11Gegen dieses Erkenntnis wendet sich die Revision des Finanzamts. Zur Zulässigkeit wird geltend gemacht, zu der Rechtsfrage, ob § 295 Abs. 4 BAO (idF BGBl. I Nr. 3/2021) die Aufhebung eines Bescheides auch dann ermögliche, wenn dieser Bescheid nicht auf eine Feststellungserledigung gestützt worden sei, hinsichtlich derer eine Bescheidbeschwerde als unzulässig zurückgewiesen worden sei, liege keine höchstgerichtliche Rechtsprechung vor. Ergänzend brachte das Finanzamt - zum Verfahrensgeschehen - vor, sowohl betreffend die W KG als auch die S AG & atypisch stille Gesellschafter seien neuerlich Feststellungsbescheide (mit unverändertem Inhalt) ergangen; gegen beide Bescheide sei Beschwerde erhoben worden.

12Nach Einleitung des Vorverfahrens hat sich die mitbeteiligte Partei nicht am Verfahren vor dem Verwaltungsgerichtshof beteiligt.

13Der Verwaltungsgerichtshof hat erwogen:

14Die Revision ist aus dem vom Finanzamt aufgezeigten Grund zulässig, sie ist auch begründet.
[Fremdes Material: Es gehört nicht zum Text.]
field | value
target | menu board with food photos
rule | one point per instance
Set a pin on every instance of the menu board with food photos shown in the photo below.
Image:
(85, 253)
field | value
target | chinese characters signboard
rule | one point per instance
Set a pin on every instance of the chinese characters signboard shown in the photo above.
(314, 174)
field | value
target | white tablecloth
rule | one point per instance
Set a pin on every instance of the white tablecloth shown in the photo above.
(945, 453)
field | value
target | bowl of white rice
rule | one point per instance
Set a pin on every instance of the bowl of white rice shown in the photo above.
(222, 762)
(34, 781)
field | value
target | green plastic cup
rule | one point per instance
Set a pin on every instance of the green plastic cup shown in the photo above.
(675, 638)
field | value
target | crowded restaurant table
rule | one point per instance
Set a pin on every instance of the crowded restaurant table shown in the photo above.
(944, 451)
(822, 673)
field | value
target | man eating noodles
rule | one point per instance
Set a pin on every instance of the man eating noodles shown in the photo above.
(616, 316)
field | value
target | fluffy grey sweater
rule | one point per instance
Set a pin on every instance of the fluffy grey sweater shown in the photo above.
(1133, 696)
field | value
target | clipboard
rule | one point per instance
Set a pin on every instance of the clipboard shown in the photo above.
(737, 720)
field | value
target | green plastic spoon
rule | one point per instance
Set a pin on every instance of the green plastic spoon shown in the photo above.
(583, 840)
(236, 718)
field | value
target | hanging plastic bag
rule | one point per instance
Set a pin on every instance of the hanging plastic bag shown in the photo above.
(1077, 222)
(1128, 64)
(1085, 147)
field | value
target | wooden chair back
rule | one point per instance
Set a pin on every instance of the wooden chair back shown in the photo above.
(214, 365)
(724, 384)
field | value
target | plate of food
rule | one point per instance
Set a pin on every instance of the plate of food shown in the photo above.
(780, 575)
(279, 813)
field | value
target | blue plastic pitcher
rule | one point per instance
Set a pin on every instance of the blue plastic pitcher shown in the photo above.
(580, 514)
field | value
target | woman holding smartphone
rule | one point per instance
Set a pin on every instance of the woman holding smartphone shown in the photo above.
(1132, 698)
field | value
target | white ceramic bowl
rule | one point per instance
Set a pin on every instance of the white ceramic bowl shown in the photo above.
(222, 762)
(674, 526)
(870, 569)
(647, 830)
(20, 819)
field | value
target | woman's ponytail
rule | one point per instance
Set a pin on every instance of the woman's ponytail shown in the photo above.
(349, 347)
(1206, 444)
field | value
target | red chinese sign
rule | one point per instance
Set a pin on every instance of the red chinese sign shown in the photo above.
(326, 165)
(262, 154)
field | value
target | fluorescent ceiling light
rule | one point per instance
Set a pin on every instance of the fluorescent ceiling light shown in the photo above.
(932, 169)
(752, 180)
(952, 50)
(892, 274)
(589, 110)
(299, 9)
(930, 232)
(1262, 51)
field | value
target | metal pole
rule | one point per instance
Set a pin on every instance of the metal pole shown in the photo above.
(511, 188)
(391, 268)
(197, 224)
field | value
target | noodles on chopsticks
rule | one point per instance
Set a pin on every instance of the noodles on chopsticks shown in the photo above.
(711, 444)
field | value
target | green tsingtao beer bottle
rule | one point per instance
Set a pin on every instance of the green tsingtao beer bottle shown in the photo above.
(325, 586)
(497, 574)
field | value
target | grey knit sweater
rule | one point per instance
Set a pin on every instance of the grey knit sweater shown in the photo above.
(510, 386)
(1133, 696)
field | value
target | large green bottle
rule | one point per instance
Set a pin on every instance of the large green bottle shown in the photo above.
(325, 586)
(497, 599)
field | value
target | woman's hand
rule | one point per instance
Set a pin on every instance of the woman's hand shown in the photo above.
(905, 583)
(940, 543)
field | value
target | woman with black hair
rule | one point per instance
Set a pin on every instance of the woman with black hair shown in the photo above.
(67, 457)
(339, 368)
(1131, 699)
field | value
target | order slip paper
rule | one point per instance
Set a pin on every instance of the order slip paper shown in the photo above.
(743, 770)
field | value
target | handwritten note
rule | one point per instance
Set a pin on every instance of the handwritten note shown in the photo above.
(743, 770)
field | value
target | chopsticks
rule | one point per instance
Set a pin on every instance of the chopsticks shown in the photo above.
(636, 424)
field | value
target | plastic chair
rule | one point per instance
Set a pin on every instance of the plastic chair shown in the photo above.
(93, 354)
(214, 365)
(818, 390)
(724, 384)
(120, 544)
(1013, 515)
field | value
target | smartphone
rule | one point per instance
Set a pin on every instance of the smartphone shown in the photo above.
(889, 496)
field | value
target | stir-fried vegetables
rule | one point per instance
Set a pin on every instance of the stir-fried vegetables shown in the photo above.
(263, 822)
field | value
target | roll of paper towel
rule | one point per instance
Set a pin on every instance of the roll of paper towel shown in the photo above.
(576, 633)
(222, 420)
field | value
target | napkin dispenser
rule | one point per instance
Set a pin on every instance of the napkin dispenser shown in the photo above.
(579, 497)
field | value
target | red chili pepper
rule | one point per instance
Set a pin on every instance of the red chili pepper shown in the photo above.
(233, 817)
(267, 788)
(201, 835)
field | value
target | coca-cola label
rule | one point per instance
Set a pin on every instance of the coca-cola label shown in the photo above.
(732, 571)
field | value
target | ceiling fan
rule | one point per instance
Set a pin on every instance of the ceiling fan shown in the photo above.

15§ 295 BAO (idF BGBl. I Nr. 3/2021) lautet auszugsweise:

„(1) Ist ein Bescheid von einem Feststellungsbescheid abzuleiten, so ist er ohne Rücksicht darauf, ob die Rechtskraft eingetreten ist, im Fall der nachträglichen Abänderung, Aufhebung oder Erlassung des Feststellungsbescheides von Amts wegen durch einen neuen Bescheid zu ersetzen oder, wenn die Voraussetzungen für die Erlassung des abgeleiteten Bescheides nicht mehr vorliegen, aufzuheben. Mit der Änderung oder Aufhebung des abgeleiteten Bescheides kann gewartet werden, bis die Abänderung oder Aufhebung des Feststellungsbescheides oder der nachträglich erlassene Feststellungsbescheid rechtskräftig geworden ist.

[...]

(4) Wird eine Bescheidbeschwerde, die gegen ein Dokument, das Form und Inhalt

– eines Feststellungsbescheides (§ 188) oder

– eines Bescheides, wonach eine solche Feststellung zu unterbleiben hat,

gerichtet ist, als unzulässig zurückgewiesen, weil das Dokument kein Bescheid ist, sind auf das Dokument gestützte Bescheide auf Antrag der Partei aufzuheben. Der Antrag ist innerhalb eines Jahres ab Rechtskraft der Zurückweisung zu stellen. Der an die Stelle des aufgehobenen Bescheides tretenden Abgabenfestsetzung steht, soweit sie im das Dokument ersetzenden Bescheid enthaltene Feststellungen übernimmt, der Eintritt der Verjährung nicht entgegen, wenn die Festsetzung innerhalb eines Jahres ab Aufhebung erfolgt. § 209a Abs. 2 erster Satz gilt sinngemäß, wenn gegen den das Dokument ersetzenden Bescheid fristgerecht Beschwerde erhoben wird.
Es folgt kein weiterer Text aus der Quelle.